Pseudouridine (Ψ) is one of the most common RNA modifications in human cells, introduced post-transcriptionally by enzymes known as pseudouridine synthases (PUS). These modifications act as punctuation in the cell’s genetic text - small chemical notations that help ensure RNA messages are read correctly and translated into functional proteins, with key roles in translation, splicing, and RNA stability.
Although essential for the proper functioning of cells, the enzymes that install these notations - and their precise roles in health and disease - have remained poorly understood due to limited knowledge linking specific PUS enzymes to their RNA targets.
To address this gap, researchers at Ludwig Oxford and the Target Discovery Institute, led by Chunxiao Song and Parinaz Mehdipour, have created the first comprehensive map of PUS-dependent modifications in human RNA, providing new insight into how these molecular changes might influence gene expression and disease.

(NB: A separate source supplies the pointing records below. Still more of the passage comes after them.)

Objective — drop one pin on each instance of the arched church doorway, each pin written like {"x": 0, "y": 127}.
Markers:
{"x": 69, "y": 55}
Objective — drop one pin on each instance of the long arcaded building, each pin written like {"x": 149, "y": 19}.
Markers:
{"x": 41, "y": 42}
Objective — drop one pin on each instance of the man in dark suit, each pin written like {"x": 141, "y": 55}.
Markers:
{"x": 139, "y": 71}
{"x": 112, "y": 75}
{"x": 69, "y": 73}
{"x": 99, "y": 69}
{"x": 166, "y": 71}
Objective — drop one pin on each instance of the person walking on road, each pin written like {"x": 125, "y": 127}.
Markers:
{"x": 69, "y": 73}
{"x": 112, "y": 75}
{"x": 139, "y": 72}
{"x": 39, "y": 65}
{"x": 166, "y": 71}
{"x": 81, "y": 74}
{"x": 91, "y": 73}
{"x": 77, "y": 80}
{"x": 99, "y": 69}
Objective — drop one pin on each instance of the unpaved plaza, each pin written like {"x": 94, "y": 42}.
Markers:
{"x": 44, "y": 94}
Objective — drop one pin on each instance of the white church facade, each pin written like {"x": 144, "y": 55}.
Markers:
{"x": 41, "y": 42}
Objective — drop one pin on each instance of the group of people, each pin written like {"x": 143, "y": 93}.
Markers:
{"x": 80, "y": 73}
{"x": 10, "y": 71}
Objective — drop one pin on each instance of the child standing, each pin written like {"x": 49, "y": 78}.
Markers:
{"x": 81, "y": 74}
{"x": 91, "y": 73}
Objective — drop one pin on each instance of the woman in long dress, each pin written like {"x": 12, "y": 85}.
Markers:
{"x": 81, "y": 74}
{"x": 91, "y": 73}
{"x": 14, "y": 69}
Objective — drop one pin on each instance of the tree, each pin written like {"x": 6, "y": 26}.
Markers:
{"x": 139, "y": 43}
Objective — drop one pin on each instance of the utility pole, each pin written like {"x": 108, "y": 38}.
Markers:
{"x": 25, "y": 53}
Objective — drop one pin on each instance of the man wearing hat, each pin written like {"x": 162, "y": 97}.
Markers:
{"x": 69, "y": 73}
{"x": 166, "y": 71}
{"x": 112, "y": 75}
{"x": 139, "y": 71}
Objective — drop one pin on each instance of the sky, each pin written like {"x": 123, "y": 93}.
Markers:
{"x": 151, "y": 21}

To achieve this, the team systematically generated knockouts and knockdowns of individual PUS enzymes and then mapped the resulting pseudouridine profiles using a powerful sequencing method developed in the Song lab, known as BACS (2-bromoacrylamide-assisted cyclisation sequencing). BACS enables direct, quantitative, base-resolution sequencing of pseudouridine by introducing Ψ-to-C mutations - enabling the researchers to pinpoint where and when each enzyme adds pseudouridine across different types of RNA.
Their results have produced a map of pseudouridine sites in human transfer RNAs (tRNAs), uncovered targets dependent on PUS enzymes, and showed that individual PUS enzymes act at distinct stages of RNA processing.
Pseudouridine synthases are increasingly recognised as key players in genetic diseases and cancer, yet their specific biological functions have been difficult to define. By linking each enzyme to its precise RNA targets, this new study provides a foundational reference for understanding how these enzymes contribute to human biology - and how their disruption may drive disease.
Chunxiao said:
“I’m delighted that we used our BACS method to address an important question in pseudouridine biology. Together with Pari’s group, we identified the target pseudouridine sites for all 13 human pseudouridine synthases. This map offers a valuable resource for understanding how pseudouridine and these enzymes function in human biology, including their roles in cancer.”